Apesar do amplo fornecimento de vacinas, os dois países vacinaram totalmente a proporção mais baixa de suas populações de toda a UE27: apenas 34,5% dos habitantes da Romênia receberam duas vacinas e 23,04% da Bulgária. Ambas impuseram restrições mais duras recentemente, enquanto a Letônia, outro país com baixa vacinação, impôs um bloqueio de quatro semanas já em meados de outubro. A República Tcheca, a Eslováquia e a Rússia também endureceram as medidas.

 

Na Europa Ocidental, a questão agora é se os países podem conter essa última onda sem ter que recorrer a bloqueios em grande escala.
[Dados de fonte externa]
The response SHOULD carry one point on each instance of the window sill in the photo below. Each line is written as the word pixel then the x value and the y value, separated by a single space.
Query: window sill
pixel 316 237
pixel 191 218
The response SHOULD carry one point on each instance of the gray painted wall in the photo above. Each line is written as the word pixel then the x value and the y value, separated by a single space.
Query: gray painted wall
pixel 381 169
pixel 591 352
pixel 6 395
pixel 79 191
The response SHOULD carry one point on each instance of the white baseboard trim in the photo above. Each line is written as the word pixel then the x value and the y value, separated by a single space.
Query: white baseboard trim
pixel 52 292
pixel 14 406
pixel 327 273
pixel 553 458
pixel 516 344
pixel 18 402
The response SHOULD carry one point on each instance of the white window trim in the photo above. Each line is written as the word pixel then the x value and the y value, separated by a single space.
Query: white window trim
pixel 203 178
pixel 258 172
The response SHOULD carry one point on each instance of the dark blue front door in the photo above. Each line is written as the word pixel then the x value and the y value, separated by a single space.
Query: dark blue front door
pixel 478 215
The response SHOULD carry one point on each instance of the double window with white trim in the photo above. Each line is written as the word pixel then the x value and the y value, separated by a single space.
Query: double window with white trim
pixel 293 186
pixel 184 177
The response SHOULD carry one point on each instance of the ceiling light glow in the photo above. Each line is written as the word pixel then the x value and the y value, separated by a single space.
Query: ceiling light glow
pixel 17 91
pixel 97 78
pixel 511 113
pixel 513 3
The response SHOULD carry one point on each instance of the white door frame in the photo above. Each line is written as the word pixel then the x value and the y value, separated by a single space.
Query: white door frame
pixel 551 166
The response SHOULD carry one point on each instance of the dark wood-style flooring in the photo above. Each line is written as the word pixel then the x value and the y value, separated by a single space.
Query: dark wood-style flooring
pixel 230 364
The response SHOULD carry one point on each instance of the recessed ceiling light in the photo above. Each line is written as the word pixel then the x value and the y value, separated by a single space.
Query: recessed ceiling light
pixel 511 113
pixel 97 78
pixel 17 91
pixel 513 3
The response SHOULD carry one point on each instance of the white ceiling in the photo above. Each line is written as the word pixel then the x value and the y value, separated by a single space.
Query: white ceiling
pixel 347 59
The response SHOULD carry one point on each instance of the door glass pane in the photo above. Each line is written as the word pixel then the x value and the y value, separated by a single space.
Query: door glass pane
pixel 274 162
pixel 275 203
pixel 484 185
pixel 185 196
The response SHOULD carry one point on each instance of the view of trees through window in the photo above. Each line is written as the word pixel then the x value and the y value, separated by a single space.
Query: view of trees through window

Especialistas dizem que a resposta provavelmente é sim - medidas como distanciamento, máscaras e vacinas para locais fechados serão vitais.

 

“Se faltar uma dessas coisas, veremos situações como as que vemos agora em muitos países europeus”, disse Antonella Viola, professora de imunologia da Universidade italiana de Pádua.

 

Hans Kluge disse na semana passada que as autoridades devem acelerar o lançamento de vacinas, incluindo doses de reforço para grupos de risco e doses para adolescentes. “A maioria das pessoas hospitalizadas e morrendo de Covid-19 hoje não está totalmente vacinada”, disse ele.

 

Mas as medidas de saúde pública e sociais são igualmente vitais, disse ele, acrescentando que a OMS estima que 95% do uso universal de máscaras na Europa pode salvar quase 200.000 vidas.

 

Aplicadas “de forma correta e consistente”, as medidas preventivas “permitem que continuemos com nossas vidas, não o contrário”, disse Kluge. “As medidas preventivas não privam as pessoas da liberdade, elas a garantem.”